• First of all, I thought of drawing some conclusions out of the given training dataset, like one of the conclusions I drew was that in a given word, the probability of finding a vowel is good until it constitutes about 45-48% of the given word length. I meticulously detailed all my precomputations in the attached notebook.

• Apart from that, I decided to use the n-grams model, and here, I am using 1 (unigram), 2 (bigrams), and 3 (trigrams) up to 5 (five-grams). Although I experimented with 6 (six-grams), it yielded marginal improvement, prompting me to settle on five as the optimal cutoff. This decision aligns with intuition, as longer sequences tend to become a concatenation of shorter ones

• The model is trained on a dictionary of approximately 250,000 words. This dictionary is used to determine the n-gram frequencies. For example, the following structure for the bigram frequencies are:

word length (n-gram frequencies depend on the length of the word)
first letter
second letter
second letter frequency (this indicates how many letter1-letter2 sequences there are)

Also, I have used different weights for the different grams like as shown below:

unigram_lambda = 0.10
bigram_lambda = 0.20
trigram_lambda = 0.30
fourgram_lambda = 0.40
fivegram_lambda = 0.45

Also, My model is using what I can say is dynamic n-grams, like for a 3-letter word, I am calculating bigrams and unigrams to calculate required probabilities and results. Also, Some more optimizations I've applied are like:

1. Removing the incorrect words at a benchmark of 3, i.e. I am recalibrating n-grams when my 3 tries are used, this is improving the result by decreasing the weightage of those elements which are leading to incorrect guesses.
2. Dynamically deciding the weightage of vowels while guessing the letters.
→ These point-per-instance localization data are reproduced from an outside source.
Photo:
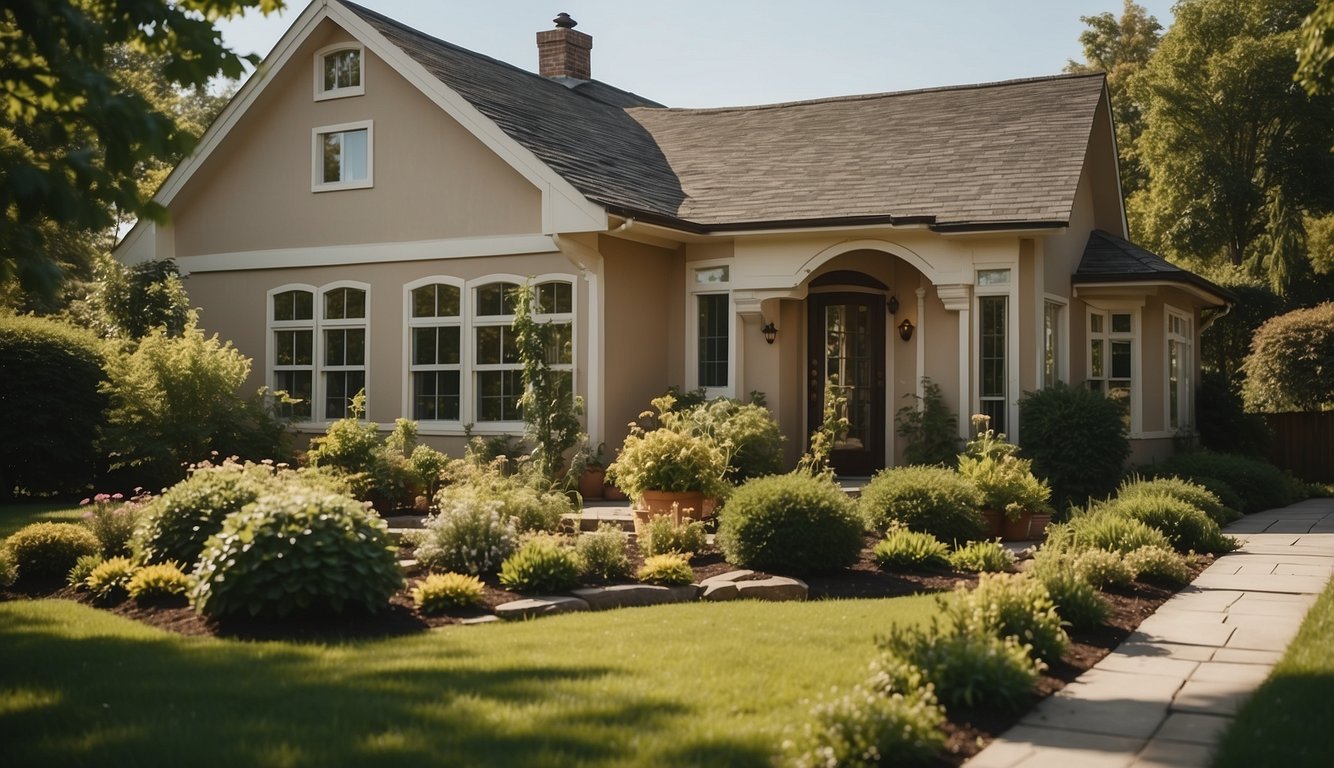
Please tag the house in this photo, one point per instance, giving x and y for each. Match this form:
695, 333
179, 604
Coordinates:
358, 212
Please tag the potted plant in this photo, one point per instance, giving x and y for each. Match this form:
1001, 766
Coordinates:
1013, 496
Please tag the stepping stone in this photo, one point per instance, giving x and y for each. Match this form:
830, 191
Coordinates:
635, 595
532, 607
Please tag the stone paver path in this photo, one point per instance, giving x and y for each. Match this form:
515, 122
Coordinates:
1166, 695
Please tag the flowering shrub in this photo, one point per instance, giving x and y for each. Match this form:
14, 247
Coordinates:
467, 536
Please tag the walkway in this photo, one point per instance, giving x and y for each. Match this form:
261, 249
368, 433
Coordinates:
1166, 695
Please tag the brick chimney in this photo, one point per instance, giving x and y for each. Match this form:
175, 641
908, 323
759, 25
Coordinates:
562, 52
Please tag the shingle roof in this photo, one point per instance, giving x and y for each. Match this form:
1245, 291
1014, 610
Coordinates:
1109, 259
978, 155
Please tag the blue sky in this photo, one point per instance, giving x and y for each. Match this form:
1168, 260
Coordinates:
734, 52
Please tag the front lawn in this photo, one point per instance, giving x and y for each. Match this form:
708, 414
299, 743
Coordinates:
713, 684
1287, 720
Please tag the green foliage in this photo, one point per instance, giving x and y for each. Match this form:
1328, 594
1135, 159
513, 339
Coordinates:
47, 551
110, 578
664, 535
1011, 604
50, 406
1259, 483
174, 402
158, 583
176, 524
1075, 439
602, 552
1290, 362
911, 551
1194, 494
296, 550
439, 592
467, 536
982, 556
929, 428
543, 564
1158, 566
550, 408
927, 499
790, 523
666, 570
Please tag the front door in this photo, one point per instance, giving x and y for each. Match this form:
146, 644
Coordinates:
846, 354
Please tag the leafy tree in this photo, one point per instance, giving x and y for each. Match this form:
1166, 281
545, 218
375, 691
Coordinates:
1121, 48
1235, 152
74, 135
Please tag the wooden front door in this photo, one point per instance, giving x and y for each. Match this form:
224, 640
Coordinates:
846, 354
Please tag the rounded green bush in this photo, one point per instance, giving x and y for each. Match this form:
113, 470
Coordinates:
47, 551
542, 564
929, 499
790, 523
296, 550
50, 376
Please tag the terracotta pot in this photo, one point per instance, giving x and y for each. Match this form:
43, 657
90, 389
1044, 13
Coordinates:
1026, 527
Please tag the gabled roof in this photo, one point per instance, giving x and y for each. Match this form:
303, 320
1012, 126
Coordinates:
1003, 154
1109, 259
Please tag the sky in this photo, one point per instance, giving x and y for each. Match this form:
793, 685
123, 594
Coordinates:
739, 52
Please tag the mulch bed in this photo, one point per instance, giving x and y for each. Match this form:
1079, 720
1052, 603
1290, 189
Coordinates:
969, 731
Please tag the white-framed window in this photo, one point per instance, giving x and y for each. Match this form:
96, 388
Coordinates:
343, 156
710, 328
339, 71
1179, 368
343, 347
1111, 359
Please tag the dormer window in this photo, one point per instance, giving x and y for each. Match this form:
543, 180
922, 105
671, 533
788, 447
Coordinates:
339, 71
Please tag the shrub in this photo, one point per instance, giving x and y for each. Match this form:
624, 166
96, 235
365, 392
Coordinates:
666, 570
1075, 439
467, 536
982, 556
927, 499
158, 583
666, 536
50, 406
911, 551
110, 578
78, 576
1194, 494
439, 592
1158, 566
176, 524
1186, 528
602, 552
1259, 483
790, 523
296, 550
1290, 362
1006, 604
540, 564
47, 551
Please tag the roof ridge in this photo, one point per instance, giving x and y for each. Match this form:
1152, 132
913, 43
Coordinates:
886, 94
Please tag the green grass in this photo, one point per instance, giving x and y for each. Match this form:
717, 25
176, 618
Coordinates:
691, 684
1286, 722
14, 516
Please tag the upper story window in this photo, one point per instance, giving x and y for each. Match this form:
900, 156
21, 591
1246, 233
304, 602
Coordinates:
343, 156
339, 72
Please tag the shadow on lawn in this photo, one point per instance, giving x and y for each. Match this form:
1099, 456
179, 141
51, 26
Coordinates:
88, 698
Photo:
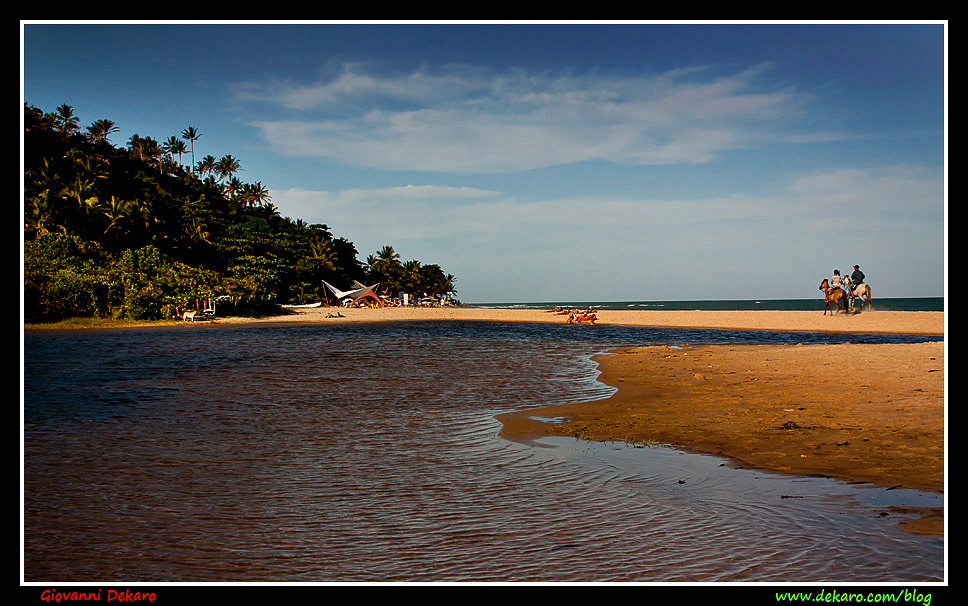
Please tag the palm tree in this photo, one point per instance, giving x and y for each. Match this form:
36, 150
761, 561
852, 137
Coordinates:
100, 129
116, 210
206, 164
191, 135
255, 194
173, 145
145, 148
65, 121
40, 212
226, 166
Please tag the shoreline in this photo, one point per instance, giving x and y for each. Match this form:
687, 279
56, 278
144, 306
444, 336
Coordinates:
782, 408
895, 322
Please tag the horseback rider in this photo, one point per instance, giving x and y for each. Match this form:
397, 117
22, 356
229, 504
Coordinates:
836, 281
856, 279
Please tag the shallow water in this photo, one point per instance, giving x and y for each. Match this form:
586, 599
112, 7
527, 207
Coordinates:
369, 452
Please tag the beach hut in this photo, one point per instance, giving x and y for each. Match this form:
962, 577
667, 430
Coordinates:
357, 295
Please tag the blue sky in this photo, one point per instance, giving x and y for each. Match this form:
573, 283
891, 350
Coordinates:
558, 162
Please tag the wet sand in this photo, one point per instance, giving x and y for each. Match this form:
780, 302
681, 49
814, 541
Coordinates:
922, 322
854, 412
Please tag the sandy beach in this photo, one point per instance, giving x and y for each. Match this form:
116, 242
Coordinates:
920, 322
855, 412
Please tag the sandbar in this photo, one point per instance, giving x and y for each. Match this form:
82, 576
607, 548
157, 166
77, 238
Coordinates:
919, 322
866, 413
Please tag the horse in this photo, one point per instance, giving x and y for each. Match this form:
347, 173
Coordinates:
863, 292
833, 295
586, 317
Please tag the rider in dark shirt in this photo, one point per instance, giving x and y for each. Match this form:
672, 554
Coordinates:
856, 279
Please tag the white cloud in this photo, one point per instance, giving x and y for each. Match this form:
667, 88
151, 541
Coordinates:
654, 247
463, 119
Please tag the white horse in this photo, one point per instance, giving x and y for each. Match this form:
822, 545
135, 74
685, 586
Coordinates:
863, 292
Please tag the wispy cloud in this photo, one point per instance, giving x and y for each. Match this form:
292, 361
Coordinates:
467, 119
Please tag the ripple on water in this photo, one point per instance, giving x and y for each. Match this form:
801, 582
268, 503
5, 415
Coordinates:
371, 453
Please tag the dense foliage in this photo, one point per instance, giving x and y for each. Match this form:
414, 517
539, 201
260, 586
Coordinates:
133, 233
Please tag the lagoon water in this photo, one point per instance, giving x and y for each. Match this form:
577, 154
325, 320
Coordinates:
369, 452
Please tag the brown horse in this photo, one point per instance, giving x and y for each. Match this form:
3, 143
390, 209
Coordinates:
863, 292
833, 295
579, 318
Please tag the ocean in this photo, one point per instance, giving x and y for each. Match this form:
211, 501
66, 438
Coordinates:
370, 452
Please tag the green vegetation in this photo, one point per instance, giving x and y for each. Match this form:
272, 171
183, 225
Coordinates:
131, 233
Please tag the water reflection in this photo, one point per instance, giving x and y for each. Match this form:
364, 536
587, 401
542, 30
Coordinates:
370, 453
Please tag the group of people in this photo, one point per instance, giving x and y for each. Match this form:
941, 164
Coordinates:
576, 315
849, 284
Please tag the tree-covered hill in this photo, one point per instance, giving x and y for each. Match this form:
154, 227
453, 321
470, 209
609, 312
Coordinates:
132, 232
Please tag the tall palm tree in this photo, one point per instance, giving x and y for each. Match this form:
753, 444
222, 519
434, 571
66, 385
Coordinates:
206, 165
191, 135
145, 148
117, 210
100, 129
175, 146
227, 166
65, 121
255, 194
According to some statistics which I showed as the pre-computations, I observed that we can give some extra weightage to vowels and only up to a certain limit, so, Incorporating this optimization leads to a good improvement.
3. Utilising the EM algorithm for optimizing the weights for the n-grams (unigram lambda, bigram lambda, etc.) to obtain improvement.

By using the above model and doing some greedy and strategic optimizations, I managed to achieve an overall success rate of 53.4% (1000 games played).